The lifetime guide has a more detailed explanation. Here, if you see the construction 'такого_видаafter the reference type, be aware that this is how the lifetime of the link is determined. There is a special lifetime 'static, which means that the object exists throughout the entire program. Such objects are baked directly into the executable file, as well as string literals that are found in the code - that is, the type of a string literal &'static str.

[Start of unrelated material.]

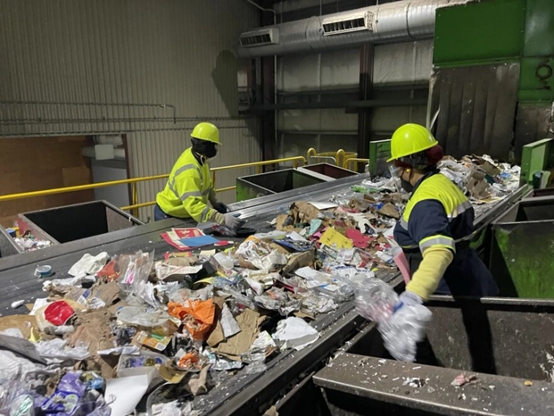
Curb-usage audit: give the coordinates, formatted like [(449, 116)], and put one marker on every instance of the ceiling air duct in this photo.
[(399, 21)]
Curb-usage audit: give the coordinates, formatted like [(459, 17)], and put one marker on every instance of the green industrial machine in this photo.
[(521, 259), (537, 163)]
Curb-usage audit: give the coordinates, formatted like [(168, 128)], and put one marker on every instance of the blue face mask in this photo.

Previously, when the type ~Twas what it is now , but was fake, the type was a variable-size string type. He kept the current (size) and maximum (capacity) size - as the current type (which replaced ). All wrapper types were supposed to work this way. Now, this is a simple wrapped meaning. That's why it is not used - without an additional capacity, it would need to reallocate the memory each time it is added to the string. knows how to reallocate memory and does it by default. Therefore, the difference between and is significant. I can add that during this change, the new type was namedBoxstr~strString~strBoxStringBox&str

StrBuf. In fact, the situation is not much different from that in other languages. In fact, this is the effect of the lack of compulsory garbage collection, which makes some applications &strstupid. In Rust, you will have to access the string buffer a bit more often than in other languages, simply because other languages allow you to access your main string type more lightly.


Back to FizzBuzz


That is, the problem is that in one branch we have a row with ownership, and the rows in the other three are just static string slices (links to statically defined strings). How do we solve this problem? Maybe we’ll try to make them all string slices (yes, we can implicitly result in a type of &strany lifetime , if longer than . Since longer than anything, the compiler can freely convert it to a suitable lifetime):'a'b'a'b'static
for i in range(1i, 101) {
    let result = if i % 15 == 0 {
        "FizzBuzz"
    } else if i % 5 == 0 {
        "Buzz"
    } else if i % 3 == 0 {
        "Fizz"
    } else {
        i.to_string().as_slice()
    };
    println!("{}", result);
}

Looks like a good idea, huh? Sorry, this will not work either:
f.rs:10:9: 10:22 error: borrowed value does not live long enough
f.rs:10 i.to_string (). as_slice ()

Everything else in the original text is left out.